Como o senhor avalia a atual política estadual de Meio Ambiente em Minas?

Minas é o que poderíamos chamar de estado em potencial poluidor. Digo isso porque as atividades econômicas estabelecidas aqui são efetivamente poluidoras, como mineração, indústria, extrativismo, e isso faz com que o estado tenha uma economia baseada na extração dos recursos naturais, sem as preocupações ambientais necessárias. Isso faz com que boa parte das atividades sejam feitas de forma predatória. Temos profissionais excepcionais na Secretaria de Meio Ambiente. A própria secretária [Marília Carvalho de Melo], que é de carreira, é uma grande profissional. No entanto, o Meio Ambiente não é uma prioridade para o governador Romeu Zema.
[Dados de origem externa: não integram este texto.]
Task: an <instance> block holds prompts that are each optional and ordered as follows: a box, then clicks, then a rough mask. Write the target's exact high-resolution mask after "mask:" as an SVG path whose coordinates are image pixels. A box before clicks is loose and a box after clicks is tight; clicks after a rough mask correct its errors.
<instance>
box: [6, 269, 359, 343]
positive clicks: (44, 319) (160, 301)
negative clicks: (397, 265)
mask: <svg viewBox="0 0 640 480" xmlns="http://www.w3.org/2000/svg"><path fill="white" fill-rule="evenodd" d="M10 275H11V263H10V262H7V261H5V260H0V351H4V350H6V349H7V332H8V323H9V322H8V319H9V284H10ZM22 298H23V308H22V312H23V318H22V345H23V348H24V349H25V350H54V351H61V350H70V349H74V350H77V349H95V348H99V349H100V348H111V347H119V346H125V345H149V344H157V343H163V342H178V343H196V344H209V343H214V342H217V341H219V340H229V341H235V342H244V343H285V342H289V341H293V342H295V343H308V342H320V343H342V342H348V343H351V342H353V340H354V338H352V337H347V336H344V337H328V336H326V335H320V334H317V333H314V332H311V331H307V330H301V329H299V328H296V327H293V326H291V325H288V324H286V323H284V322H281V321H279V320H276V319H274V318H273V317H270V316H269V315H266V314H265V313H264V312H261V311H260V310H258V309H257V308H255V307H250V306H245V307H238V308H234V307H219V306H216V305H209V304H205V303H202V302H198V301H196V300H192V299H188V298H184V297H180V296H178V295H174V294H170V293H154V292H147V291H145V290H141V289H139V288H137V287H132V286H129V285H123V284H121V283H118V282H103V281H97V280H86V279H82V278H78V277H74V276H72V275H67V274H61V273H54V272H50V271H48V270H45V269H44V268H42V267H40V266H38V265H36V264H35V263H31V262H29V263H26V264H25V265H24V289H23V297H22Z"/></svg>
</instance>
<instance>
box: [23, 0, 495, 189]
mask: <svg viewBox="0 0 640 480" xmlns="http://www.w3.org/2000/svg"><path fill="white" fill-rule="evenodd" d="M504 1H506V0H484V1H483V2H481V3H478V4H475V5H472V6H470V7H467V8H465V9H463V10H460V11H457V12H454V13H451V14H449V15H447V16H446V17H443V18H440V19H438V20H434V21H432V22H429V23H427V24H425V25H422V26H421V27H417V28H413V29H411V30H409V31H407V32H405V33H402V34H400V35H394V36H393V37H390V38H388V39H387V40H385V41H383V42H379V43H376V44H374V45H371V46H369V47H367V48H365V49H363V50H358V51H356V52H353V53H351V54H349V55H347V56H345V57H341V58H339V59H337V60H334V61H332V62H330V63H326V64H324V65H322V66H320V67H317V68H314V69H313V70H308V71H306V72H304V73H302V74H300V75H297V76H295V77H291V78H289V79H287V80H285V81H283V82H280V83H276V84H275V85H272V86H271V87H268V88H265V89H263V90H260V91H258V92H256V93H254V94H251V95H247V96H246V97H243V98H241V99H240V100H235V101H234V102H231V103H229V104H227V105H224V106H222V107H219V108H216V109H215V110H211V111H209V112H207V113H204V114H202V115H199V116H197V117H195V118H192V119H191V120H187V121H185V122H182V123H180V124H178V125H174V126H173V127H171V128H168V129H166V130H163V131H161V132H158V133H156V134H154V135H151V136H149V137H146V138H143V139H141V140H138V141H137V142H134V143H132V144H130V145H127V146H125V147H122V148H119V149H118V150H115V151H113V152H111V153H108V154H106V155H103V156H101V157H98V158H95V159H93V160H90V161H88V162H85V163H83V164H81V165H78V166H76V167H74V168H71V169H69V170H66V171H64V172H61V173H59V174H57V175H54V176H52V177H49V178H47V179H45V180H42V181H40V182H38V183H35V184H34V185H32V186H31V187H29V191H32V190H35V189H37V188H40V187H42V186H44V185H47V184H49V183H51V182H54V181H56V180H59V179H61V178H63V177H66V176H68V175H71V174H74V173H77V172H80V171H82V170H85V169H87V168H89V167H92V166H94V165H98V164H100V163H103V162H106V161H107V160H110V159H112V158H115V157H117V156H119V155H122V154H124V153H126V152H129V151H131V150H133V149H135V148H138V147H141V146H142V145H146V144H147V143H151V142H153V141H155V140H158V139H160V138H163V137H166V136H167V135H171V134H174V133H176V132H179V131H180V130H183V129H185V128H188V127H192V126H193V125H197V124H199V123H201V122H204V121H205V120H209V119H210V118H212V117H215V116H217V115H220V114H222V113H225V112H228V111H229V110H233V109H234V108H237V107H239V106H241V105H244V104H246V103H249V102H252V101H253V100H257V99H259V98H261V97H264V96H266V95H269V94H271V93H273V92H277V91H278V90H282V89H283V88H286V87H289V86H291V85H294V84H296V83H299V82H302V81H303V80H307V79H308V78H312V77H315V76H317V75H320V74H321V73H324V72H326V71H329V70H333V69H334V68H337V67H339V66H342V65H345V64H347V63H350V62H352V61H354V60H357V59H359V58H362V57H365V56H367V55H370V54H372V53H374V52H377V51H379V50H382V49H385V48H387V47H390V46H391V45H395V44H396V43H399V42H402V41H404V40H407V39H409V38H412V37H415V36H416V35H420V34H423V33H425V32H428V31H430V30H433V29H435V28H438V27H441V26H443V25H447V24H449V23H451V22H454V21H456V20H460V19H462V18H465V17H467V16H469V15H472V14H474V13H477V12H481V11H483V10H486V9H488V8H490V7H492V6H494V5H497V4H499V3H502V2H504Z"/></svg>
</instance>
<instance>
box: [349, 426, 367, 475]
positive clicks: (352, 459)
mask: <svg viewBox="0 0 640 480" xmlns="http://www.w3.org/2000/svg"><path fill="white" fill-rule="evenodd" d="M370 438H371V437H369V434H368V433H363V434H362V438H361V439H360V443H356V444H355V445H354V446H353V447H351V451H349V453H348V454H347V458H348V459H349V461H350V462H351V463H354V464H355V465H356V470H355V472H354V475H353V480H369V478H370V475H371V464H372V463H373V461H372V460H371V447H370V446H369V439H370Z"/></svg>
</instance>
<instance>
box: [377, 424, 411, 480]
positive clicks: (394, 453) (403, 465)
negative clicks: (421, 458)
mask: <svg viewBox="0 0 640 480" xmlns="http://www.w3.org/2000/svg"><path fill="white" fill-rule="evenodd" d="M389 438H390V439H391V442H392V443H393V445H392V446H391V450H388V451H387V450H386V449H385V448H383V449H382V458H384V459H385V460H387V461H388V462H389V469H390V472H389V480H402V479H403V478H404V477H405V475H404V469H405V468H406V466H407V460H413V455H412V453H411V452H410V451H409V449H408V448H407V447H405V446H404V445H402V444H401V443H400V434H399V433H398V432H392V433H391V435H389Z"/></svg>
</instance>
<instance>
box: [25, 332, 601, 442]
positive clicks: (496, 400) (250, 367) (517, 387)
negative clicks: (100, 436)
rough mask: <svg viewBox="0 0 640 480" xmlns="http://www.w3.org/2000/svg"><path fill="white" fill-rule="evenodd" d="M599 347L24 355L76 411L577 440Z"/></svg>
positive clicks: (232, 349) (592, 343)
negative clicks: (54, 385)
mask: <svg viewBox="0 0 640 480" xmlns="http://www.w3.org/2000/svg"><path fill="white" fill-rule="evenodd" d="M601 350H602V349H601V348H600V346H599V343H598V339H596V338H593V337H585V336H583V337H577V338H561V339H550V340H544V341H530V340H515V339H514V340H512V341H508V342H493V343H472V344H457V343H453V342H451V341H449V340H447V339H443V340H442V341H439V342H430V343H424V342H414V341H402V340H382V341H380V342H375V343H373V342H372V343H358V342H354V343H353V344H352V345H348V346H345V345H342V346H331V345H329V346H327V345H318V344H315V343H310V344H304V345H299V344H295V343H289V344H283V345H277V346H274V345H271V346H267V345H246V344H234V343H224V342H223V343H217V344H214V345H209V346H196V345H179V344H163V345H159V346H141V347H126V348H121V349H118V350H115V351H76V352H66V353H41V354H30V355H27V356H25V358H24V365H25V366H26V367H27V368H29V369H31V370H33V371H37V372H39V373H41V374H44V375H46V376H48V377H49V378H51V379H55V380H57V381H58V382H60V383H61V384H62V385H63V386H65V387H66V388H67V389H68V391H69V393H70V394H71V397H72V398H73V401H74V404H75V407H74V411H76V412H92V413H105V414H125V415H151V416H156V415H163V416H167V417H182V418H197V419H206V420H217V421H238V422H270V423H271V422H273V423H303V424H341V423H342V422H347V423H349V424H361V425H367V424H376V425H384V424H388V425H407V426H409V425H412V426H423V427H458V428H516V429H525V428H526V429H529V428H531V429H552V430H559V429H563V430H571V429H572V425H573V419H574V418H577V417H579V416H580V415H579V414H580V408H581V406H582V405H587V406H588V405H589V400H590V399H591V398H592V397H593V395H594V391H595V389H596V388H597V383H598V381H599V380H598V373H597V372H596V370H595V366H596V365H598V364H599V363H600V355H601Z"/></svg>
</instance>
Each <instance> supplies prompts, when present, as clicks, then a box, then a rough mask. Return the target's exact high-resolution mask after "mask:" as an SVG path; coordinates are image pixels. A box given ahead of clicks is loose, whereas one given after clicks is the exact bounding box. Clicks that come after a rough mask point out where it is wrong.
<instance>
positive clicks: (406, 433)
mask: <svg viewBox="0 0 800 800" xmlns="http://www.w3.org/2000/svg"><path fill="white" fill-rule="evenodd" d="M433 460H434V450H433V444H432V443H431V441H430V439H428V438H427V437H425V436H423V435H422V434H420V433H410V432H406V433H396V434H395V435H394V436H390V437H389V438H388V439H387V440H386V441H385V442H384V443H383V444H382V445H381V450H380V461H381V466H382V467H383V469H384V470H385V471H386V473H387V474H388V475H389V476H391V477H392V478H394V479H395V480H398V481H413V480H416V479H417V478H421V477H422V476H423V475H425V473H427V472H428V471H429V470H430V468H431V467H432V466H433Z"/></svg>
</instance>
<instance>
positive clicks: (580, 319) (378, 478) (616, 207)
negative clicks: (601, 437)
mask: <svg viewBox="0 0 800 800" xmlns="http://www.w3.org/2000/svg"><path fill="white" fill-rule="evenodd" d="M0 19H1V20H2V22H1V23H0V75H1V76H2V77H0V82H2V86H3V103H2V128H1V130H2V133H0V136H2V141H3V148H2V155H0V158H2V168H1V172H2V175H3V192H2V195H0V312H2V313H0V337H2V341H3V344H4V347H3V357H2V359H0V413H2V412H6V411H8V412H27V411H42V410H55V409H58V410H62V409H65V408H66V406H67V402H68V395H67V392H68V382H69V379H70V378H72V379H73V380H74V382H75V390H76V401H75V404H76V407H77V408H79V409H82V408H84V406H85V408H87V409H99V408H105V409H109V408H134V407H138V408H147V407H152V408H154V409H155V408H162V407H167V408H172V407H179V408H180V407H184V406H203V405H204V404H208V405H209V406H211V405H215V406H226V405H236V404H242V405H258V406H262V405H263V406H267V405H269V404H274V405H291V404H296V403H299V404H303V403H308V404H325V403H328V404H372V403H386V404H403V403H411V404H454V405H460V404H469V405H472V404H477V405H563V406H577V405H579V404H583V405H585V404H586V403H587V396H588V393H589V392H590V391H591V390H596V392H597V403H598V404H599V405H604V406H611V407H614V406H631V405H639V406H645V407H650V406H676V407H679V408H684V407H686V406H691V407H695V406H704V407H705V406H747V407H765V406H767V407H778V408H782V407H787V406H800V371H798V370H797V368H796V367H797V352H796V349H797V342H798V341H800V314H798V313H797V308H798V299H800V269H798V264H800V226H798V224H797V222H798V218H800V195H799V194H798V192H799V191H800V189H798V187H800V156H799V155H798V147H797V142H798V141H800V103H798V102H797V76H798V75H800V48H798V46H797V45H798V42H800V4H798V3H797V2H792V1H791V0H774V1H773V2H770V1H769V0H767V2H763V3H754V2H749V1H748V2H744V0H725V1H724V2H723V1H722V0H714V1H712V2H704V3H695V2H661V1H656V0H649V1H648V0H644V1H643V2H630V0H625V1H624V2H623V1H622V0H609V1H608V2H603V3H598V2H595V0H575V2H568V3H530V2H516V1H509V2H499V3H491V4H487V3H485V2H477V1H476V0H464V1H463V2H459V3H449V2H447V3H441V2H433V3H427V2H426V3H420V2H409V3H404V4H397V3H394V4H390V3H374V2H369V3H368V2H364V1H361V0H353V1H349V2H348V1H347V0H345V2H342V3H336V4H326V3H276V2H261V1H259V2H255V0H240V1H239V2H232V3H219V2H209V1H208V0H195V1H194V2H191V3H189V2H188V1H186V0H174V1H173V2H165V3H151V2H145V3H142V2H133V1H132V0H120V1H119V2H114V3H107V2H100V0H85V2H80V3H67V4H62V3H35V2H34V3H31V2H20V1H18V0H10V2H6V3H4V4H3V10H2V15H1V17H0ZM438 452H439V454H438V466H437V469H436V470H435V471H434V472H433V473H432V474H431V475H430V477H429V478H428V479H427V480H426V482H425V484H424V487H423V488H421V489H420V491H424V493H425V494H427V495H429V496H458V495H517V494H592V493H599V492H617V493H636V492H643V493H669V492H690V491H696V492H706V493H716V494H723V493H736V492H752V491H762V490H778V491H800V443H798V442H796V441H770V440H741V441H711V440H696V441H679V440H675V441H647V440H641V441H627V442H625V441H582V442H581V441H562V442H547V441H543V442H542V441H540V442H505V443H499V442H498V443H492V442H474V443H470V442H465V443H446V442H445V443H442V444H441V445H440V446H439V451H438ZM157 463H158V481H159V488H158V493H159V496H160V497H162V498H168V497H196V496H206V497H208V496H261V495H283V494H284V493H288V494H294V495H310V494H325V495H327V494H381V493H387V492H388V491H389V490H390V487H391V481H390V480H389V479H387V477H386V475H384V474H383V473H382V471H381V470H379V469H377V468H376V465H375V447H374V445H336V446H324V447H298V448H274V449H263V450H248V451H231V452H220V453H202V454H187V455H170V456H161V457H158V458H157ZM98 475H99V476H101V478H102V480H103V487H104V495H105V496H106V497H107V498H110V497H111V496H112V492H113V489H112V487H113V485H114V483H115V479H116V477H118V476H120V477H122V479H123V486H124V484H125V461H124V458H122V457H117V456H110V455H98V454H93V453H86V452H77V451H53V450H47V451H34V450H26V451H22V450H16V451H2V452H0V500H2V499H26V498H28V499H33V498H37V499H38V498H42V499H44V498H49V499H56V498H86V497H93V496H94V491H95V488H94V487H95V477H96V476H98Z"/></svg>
Durante o mandato de José Carlos Carvalho como Secretário Estadual de Meio Ambiente, a Meta 2010 – que pregava ‘nadar, pescar e navegar’ no Rio das Velhas – foi institucionalizada como política pública

 

Como o senhor avalia o avanço da mineração em áreas estratégicas para a segurança hídrica da Grande BH, como Serra do Curral e Serra do Gandarela?

A Serra do Curral é emblemática no uso predatório, apesar de ser uma área considerada patrimônio histórico e artístico nacional. É um cartão postal de Belo Horizonte e, o fato de haver mineração ou de tentarem minerar em uma área com essa sensibilidade e expressão, significa total descaso com o meio ambiente e com a própria cidade. Minerar a Serra do Curral significa rasgar o principal cartão postal da cidade.

A Lei nº 9433/97, chamada de Lei das Águas, completou um quarto de século. Qual o seu balanço sobre essa política que procurou descentralizar a gestão dos recursos hídricos no país?

A Lei das Águas é uma das mais modernas de política pública do Brasil. Pela maneira que foi estabelecida, adotando a bacia hidrográfica como uma unidade de planejamento, pela constituição dos Comitês de Bacia como unidade descentralizada e participativa de gestão do território. Mas, infelizmente, por falha de implementação, essa legislação acabou não atingindo seus objetivos como estão consagrados.

Em 2010, então Secretário Estadual de Meio Ambiente nadou no Rio das Velhas, na região de Santo Hipólito, e anunciou novos compromissos junto a lideranças do Comitê.